Aksi tersebut merupakan bentuk penolakan terhadap rencana operasional PT Madina Trans yang akan membuka rute baru Makassar–Morowali dengan melintasi Kabupaten Takalar, Jeneponto, Bantaeng, Bulukumba hingga Sinjai.
Sejumlah pengusaha armada lokal menilai pembukaan rute tersebut berpotensi memengaruhi keberlangsungan usaha kecil dan menengah di sektor transportasi yang telah lama beroperasi di wilayah itu.
Mereka khawatir persaingan usaha menjadi tidak seimbang dan berdampak pada penurunan pendapatan sopir serta pelaku usaha lokal.
AKP Anwar menegaskan, pihaknya menghormati hak masyarakat untuk menyampaikan pendapat di muka umum. Namun ia mengingatkan agar aksi tetap dilakukan secara tertib dan sesuai aturan hukum yang berlaku.
"Kami mengimbau kepada seluruh peserta aksi agar menjaga ketertiban umum, tidak mengganggu pengguna jalan lainnya, serta menyampaikan aspirasi secara damai,” ujar Anwar.

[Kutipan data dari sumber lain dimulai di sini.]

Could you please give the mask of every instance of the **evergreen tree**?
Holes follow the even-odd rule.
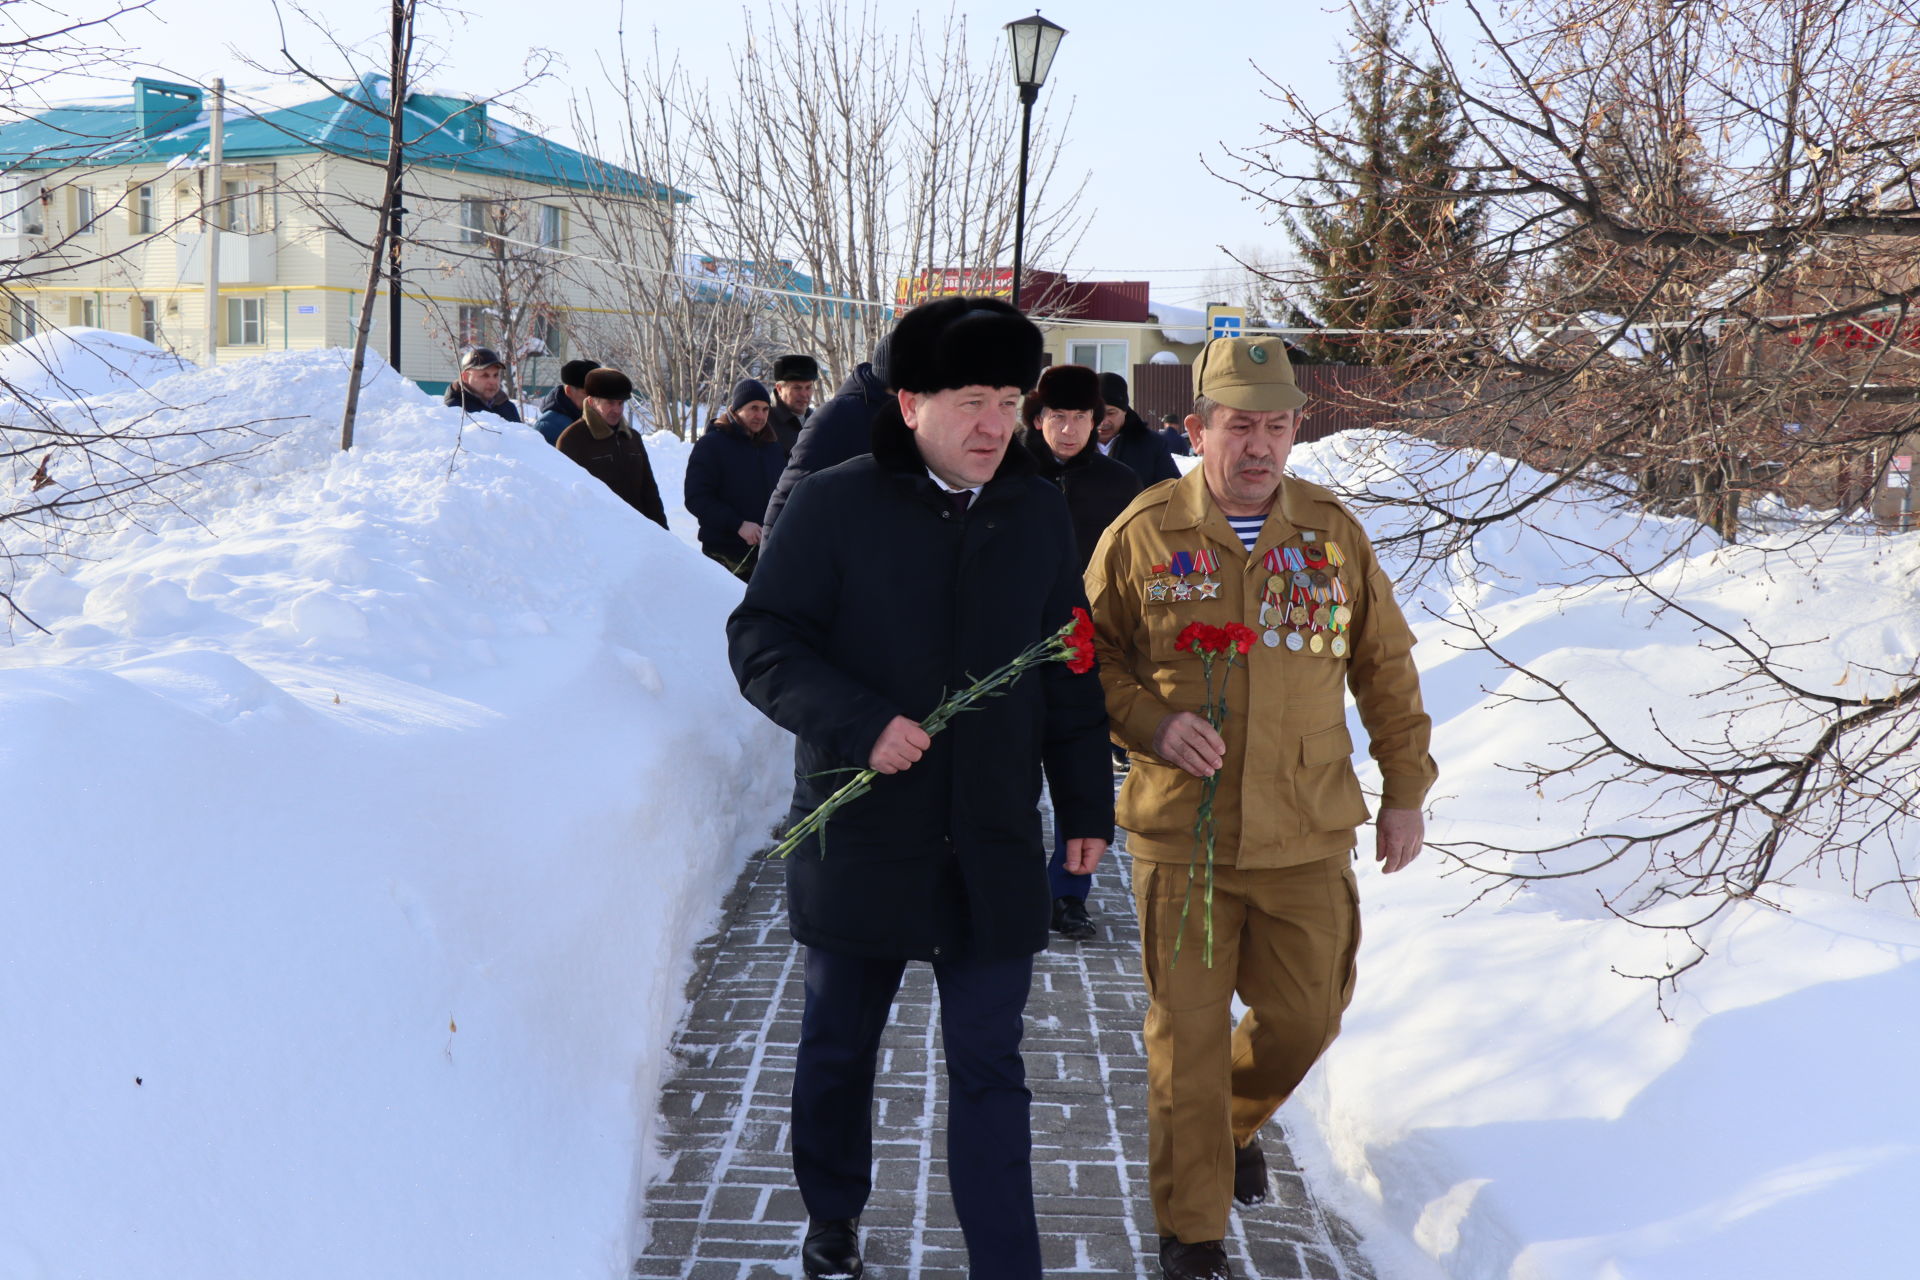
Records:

Senada dengan itu, Kapten Inf Alimuddin meminta agar seluruh massa tetap berada dalam koridor hukum dan mengutamakan keselamatan bersama selama kegiatan berlangsung.
"Kami menghargai hak setiap warga negara untuk menyampaikan pendapat. Namun kami berharap gerakan tetap berjalan sesuai aturan serta mengedepankan keamanan dan keselamatan,” katanya.
Selain melakukan pengamanan, Kapolsek dan Danramil bersama jajaran juga menggelar pertemuan dengan salah satu pengusaha armada di Sinjai Selatan, Sakka Daeng Sirua selaku CEO PT Nurfikar Trans. Pertemuan tersebut dilakukan sebagai upaya membangun komunikasi dan menjaga situasi tetap kondusif menjelang aksi.
Aksi dijadwalkan berlangsung mulai pukul 03.00 Wita hingga selesai dan diperkirakan diikuti ratusan orang dari kalangan sopir serta pengusaha armada dari berbagai Daerah
Aparat gabungan disiagakan untuk mengantisipasi potensi kemacetan maupun gangguan kamtibmas lainnya.
Pantauan di Lokasi Titik kumpul,Sejumlah massa mulia memadati, kendati situasi di lapangan terpantau aman dan terkendali.